Alan, who works in management, has been a member of the Cork Triathlon Club (CTC) since 2014. When he first joined the club, Alan said he couldn’t even swim 200m, never mind attempt an Ironman.
Five years on, in peak physical condition, the family man is looking forward to racing in Youghal with his wife Gail and his two children, Katie and Niall, cheering him on.
“Ironman Youghal is a great opportunity to race another Iron distance race and it’s fantastic to have it on our doorstep. The support should be fantastic, which will prove invaluable as the fatigue starts to develop over the course of the race.” Alan said the importance of good family support, when attempting an Ironman, cannot be underestimated.
“I have a very understanding and supportive partner. It simply could not be done if that support and encouragement was not there.” With his family behind him, it would appear there is no feat the triathlete can’t surpass, from running up mountains to giving up the fags, the former smoker sticks firmly to his guns when he decides on a goal.

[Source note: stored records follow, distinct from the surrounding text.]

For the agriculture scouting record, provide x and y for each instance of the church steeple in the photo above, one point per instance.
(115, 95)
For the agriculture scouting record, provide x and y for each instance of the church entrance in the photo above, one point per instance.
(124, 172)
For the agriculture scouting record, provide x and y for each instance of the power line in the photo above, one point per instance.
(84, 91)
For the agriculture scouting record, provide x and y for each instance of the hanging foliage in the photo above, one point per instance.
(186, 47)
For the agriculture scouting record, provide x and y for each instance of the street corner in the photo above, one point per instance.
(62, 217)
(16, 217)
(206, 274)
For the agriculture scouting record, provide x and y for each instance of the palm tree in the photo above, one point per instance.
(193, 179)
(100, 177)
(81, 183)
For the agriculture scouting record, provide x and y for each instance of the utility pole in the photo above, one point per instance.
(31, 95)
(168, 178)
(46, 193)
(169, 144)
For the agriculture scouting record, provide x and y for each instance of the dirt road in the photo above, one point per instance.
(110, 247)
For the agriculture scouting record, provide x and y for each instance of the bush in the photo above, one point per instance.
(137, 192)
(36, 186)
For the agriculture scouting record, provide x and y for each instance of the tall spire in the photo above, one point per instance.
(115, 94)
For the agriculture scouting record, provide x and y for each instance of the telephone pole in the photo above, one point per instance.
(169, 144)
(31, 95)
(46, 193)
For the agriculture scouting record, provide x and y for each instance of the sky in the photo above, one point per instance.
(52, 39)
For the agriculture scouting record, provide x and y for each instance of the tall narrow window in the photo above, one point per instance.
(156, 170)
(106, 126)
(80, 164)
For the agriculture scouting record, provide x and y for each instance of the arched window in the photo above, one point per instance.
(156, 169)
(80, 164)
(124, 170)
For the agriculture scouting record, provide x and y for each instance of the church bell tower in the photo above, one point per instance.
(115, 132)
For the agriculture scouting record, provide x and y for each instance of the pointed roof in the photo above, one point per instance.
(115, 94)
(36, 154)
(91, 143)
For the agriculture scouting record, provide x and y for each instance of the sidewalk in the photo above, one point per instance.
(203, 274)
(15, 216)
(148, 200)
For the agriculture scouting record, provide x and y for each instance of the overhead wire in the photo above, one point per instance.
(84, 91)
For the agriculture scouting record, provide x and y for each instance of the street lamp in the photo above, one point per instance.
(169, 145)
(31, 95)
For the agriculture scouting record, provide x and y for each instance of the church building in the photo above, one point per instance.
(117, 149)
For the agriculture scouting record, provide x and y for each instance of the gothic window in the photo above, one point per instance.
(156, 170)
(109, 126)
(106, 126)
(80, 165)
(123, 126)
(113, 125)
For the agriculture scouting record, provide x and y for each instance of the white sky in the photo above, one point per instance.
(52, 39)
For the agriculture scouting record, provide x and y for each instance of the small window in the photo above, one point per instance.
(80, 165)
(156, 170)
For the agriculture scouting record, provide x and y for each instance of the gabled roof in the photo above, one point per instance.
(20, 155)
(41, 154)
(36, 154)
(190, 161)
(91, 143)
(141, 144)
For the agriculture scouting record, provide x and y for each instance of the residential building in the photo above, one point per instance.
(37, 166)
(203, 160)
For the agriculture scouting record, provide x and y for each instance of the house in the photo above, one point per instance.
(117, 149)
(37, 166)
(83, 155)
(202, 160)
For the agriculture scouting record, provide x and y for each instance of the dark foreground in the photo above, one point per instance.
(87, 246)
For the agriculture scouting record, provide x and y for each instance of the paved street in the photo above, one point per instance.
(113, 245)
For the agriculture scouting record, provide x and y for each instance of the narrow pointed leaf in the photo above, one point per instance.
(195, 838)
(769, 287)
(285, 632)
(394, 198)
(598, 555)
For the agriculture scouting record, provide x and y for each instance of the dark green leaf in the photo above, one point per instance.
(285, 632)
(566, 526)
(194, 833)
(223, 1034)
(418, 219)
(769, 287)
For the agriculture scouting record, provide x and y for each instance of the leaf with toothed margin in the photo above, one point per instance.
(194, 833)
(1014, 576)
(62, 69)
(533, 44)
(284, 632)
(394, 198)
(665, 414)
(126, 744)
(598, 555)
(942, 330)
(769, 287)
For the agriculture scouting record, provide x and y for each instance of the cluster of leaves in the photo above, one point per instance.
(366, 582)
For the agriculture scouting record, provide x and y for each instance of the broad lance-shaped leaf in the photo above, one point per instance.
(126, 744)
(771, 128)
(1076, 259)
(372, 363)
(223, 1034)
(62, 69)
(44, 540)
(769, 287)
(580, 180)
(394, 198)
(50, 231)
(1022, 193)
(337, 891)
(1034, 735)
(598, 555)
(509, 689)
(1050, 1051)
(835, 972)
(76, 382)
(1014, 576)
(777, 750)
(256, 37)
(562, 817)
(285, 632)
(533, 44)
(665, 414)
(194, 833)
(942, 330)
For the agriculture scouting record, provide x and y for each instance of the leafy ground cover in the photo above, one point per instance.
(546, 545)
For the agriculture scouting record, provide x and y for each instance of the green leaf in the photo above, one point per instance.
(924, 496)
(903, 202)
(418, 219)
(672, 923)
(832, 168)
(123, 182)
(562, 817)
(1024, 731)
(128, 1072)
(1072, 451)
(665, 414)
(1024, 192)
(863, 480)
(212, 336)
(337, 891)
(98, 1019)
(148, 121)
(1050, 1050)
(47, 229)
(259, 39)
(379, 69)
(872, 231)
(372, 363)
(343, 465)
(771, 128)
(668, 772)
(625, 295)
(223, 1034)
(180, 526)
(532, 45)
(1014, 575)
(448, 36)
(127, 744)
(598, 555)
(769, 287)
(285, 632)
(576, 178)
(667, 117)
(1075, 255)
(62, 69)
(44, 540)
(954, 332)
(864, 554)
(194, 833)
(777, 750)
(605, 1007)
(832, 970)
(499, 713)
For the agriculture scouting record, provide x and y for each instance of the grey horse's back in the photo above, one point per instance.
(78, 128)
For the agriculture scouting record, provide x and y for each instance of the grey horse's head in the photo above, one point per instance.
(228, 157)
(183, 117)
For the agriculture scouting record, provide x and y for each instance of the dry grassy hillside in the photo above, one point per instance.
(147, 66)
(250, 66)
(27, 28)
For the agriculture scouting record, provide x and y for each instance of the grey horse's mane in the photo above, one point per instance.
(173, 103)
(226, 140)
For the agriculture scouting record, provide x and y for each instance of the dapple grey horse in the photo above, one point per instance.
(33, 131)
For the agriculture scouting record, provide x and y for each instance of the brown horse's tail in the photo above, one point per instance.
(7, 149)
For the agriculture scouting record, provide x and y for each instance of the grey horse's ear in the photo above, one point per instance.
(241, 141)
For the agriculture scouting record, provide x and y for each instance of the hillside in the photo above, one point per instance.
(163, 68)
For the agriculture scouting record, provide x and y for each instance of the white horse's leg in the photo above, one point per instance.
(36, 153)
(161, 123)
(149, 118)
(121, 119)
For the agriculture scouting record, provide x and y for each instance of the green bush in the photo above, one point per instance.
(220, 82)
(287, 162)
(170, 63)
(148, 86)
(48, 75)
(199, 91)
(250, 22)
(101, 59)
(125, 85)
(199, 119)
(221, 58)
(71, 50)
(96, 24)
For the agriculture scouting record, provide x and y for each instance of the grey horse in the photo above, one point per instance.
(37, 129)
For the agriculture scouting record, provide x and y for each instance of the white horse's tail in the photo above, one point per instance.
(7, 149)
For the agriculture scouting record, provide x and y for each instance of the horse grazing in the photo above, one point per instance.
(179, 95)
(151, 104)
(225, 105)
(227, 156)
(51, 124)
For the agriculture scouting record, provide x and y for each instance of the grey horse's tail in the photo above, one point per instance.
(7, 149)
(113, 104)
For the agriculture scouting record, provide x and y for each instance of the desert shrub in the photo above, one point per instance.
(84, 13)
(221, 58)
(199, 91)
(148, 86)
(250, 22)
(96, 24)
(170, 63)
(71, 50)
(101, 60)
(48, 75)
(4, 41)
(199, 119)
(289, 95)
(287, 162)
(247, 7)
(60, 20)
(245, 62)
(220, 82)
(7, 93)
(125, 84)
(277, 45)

Discussing the importance of mental toughness and determination in training for an Ironman, Alan said it was the number one thing you need to get through the race.
“Whether you are a nine hour or sixteen-hour potential finisher, everyone will suffer. What your mind is telling you during the tough times is what determines whether you complete or not.” To get his mind and body in good shape for Ironman Youghal, Alan has been following an intense 20-week program with up to 18-20 hours training a week.

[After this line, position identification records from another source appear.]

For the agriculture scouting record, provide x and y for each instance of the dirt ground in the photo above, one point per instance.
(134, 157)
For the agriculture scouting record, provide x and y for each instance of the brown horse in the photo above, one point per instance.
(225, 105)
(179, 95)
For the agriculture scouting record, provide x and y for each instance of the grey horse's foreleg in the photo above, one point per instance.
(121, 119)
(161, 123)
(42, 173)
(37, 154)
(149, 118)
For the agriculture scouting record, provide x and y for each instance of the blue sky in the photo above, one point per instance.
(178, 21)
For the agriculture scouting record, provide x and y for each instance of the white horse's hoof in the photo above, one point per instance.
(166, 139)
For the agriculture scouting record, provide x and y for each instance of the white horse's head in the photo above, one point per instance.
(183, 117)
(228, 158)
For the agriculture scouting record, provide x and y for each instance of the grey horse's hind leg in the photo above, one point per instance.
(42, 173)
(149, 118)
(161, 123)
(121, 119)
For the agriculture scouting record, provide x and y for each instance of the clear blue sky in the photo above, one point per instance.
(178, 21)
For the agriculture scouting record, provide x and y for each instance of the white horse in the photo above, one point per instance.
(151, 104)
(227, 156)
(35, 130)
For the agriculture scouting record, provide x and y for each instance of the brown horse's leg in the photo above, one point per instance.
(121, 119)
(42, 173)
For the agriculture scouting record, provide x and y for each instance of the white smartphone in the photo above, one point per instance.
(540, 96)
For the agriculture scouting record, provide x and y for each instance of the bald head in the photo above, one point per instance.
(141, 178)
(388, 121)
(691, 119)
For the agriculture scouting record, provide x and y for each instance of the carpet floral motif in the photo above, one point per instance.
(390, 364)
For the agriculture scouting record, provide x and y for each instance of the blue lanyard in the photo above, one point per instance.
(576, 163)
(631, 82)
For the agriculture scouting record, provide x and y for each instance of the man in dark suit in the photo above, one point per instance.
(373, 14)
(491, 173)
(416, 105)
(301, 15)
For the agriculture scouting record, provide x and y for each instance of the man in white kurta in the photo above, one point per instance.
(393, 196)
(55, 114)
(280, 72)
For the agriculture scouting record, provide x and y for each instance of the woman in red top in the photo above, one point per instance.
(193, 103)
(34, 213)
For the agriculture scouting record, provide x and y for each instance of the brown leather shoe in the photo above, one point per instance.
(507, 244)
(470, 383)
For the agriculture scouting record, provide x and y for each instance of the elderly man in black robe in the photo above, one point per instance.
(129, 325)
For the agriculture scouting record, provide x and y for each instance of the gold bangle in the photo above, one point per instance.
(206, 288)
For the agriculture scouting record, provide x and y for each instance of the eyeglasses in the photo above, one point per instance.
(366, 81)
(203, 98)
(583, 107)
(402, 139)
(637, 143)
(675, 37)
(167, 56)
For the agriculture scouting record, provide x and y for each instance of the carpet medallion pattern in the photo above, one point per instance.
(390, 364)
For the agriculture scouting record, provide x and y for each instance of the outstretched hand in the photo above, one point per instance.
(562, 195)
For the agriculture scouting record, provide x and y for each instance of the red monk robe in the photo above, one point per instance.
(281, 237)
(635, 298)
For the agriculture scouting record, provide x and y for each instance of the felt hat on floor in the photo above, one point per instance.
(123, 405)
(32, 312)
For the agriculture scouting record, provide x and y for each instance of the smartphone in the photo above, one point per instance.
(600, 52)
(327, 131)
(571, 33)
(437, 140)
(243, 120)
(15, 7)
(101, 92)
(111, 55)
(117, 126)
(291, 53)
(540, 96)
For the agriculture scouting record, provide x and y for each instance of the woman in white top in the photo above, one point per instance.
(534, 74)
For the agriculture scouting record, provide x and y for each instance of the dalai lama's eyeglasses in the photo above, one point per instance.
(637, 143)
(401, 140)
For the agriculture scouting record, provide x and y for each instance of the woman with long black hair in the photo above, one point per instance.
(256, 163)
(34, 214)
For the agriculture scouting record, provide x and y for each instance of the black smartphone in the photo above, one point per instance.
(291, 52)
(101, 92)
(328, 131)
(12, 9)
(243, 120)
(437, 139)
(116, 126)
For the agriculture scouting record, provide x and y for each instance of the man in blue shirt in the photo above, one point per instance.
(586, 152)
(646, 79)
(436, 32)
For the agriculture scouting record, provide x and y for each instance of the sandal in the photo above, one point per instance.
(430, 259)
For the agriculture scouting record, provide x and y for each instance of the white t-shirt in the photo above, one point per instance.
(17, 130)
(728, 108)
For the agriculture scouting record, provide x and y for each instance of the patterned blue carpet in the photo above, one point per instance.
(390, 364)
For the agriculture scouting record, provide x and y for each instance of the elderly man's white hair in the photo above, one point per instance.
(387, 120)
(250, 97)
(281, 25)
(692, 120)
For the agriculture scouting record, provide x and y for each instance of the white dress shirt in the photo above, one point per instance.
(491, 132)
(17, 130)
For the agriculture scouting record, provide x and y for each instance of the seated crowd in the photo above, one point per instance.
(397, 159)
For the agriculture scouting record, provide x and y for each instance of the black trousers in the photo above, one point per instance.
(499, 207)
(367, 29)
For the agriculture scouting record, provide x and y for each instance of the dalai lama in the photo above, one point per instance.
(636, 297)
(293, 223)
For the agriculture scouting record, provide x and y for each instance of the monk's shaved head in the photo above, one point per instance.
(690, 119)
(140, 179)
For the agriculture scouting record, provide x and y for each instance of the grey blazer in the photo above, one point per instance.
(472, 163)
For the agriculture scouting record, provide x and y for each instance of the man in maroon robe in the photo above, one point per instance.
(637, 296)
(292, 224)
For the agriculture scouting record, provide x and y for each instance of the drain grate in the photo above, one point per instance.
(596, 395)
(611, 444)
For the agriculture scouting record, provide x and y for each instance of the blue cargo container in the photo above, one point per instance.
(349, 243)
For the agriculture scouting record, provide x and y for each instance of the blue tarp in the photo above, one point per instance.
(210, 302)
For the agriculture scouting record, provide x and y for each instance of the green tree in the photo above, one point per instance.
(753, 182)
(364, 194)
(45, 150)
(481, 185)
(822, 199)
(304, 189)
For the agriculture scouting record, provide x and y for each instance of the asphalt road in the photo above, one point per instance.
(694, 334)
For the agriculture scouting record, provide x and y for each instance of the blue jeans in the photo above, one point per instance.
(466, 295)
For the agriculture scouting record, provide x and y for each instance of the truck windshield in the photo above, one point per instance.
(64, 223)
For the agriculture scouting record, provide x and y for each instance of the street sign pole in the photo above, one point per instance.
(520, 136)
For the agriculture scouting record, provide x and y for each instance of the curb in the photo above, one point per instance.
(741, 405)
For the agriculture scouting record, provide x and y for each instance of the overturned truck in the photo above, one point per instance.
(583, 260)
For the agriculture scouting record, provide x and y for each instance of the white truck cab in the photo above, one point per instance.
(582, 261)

“During the week there are typically double day sessions. I swim early three days a week and either run or bike in the evening. Then I have a few double bike sessions and two strength and conditioning sessions.” On the weekends, the veteran Ironman spends his Saturdays doing a four to five-hour cycle, followed by an hour run off the bike and on Sunday he runs for roughly two and a half hours.
Alan said if he has to miss a session, for whatever reason, he doesn’t dwell on the lost effort.

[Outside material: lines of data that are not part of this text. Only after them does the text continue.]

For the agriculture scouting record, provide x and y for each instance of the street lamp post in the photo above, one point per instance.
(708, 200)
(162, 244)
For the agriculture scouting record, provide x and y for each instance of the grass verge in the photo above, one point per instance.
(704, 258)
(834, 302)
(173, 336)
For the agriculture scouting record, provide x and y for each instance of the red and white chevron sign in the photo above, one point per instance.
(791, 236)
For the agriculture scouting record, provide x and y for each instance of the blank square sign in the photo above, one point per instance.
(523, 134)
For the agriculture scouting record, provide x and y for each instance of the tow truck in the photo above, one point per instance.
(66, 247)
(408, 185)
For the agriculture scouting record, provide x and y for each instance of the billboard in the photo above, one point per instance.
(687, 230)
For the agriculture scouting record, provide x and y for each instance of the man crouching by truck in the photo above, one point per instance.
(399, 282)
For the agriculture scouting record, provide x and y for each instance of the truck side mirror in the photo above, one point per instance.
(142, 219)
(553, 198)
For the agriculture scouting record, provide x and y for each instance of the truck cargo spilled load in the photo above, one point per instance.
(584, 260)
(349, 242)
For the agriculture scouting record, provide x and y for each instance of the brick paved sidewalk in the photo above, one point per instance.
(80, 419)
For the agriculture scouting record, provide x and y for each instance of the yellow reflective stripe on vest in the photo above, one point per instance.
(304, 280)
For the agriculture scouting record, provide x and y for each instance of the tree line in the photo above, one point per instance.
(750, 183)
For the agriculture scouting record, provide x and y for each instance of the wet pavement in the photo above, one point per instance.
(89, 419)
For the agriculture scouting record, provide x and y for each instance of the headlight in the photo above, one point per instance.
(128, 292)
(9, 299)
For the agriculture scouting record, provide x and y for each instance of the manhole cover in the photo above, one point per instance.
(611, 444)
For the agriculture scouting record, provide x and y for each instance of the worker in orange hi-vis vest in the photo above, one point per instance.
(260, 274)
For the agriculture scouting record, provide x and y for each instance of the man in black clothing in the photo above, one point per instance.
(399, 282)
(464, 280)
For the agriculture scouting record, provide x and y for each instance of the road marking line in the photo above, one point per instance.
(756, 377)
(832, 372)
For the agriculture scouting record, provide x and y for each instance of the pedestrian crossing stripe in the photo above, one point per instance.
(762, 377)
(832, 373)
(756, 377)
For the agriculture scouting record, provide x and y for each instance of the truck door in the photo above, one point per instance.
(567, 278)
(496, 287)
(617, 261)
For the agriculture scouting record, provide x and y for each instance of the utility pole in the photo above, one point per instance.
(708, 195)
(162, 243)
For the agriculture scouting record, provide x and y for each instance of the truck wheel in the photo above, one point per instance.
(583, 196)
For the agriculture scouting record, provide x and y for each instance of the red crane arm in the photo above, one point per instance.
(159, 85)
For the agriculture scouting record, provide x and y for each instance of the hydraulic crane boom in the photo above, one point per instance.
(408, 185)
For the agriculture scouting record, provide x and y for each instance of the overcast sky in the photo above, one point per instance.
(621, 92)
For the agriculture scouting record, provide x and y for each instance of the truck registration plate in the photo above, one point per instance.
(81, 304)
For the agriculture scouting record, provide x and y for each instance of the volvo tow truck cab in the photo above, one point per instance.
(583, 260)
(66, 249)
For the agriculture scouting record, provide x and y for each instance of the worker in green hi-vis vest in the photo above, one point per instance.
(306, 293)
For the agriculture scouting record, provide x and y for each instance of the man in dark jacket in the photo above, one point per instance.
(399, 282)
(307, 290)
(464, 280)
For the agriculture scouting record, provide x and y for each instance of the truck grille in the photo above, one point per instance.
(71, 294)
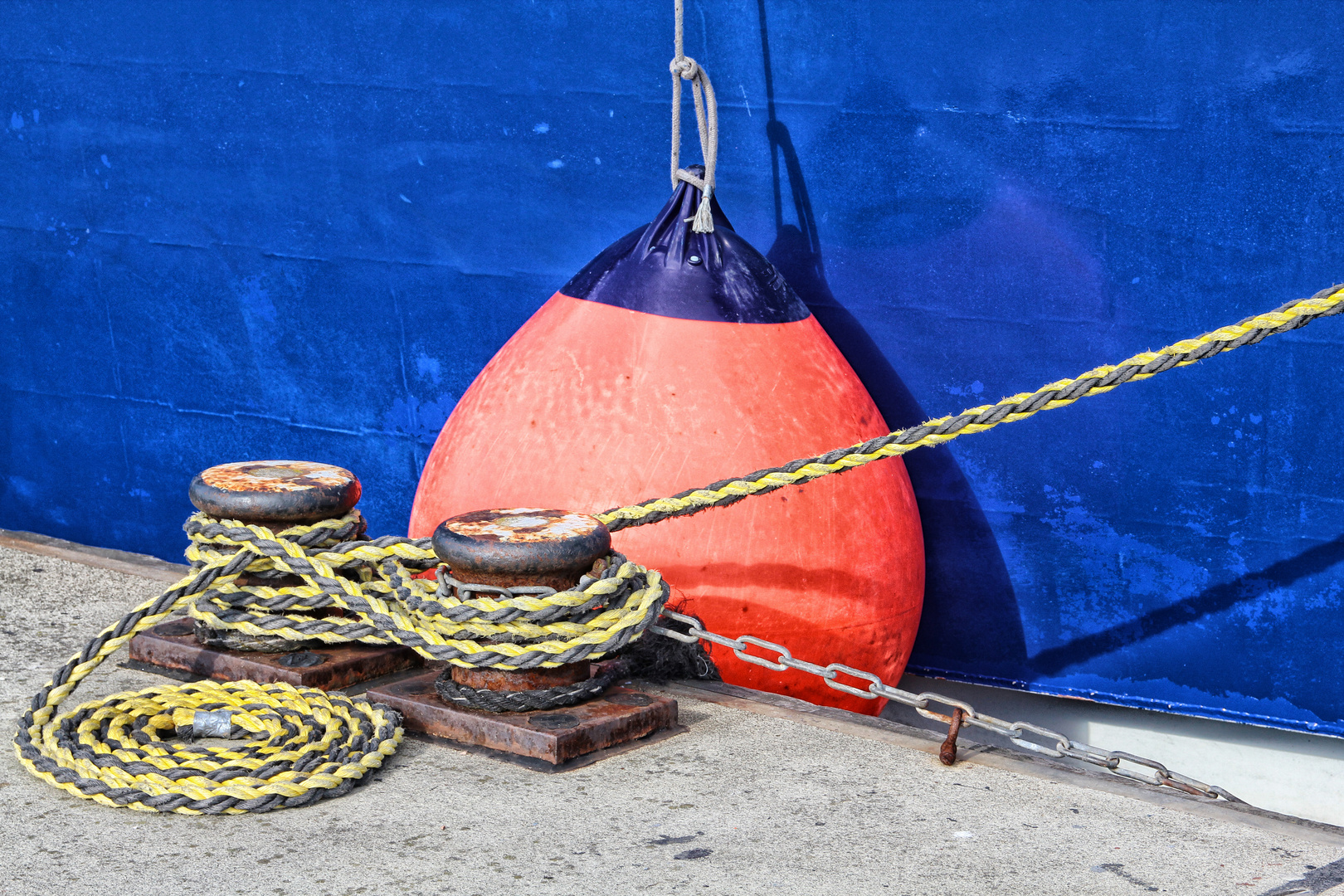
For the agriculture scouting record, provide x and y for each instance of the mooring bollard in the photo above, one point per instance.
(523, 550)
(275, 494)
(516, 553)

“If I have to skip a session then it’s erased and forgotten about. I never try and catch up and cram. In general, I find worry to be a very negative thing when it comes to sport. There is very little to be gained from it.” Looking ahead to the finish line and beyond, Alan plans to celebrate his sixth Ironman victory with pizza and a beer, before returning to the finish line to cheer on the other athletes.
Once the celebrations for Youghal eventually subside, Alan said he would be then turning his attention to a 200km ultra-marathon mountain race in Kerry.
“After Youghal, I’ll take a couple of weeks off and then get back into the hills. I’ve signed up for the Kerry Way Ultra (200km) in September, which is another significant challenge. ” Offering a nugget of advice to prospective Ironman athletes, the avid trail runner said for anyone thinking about taking on the arduous swim, bike, run challenge, hill running is the way to go.
“For anyone who has yet to tackle trail running, you are missing out. Mentally it is very rewarding and builds a lot of strength and endurance, which helps a lot with Ironman training.”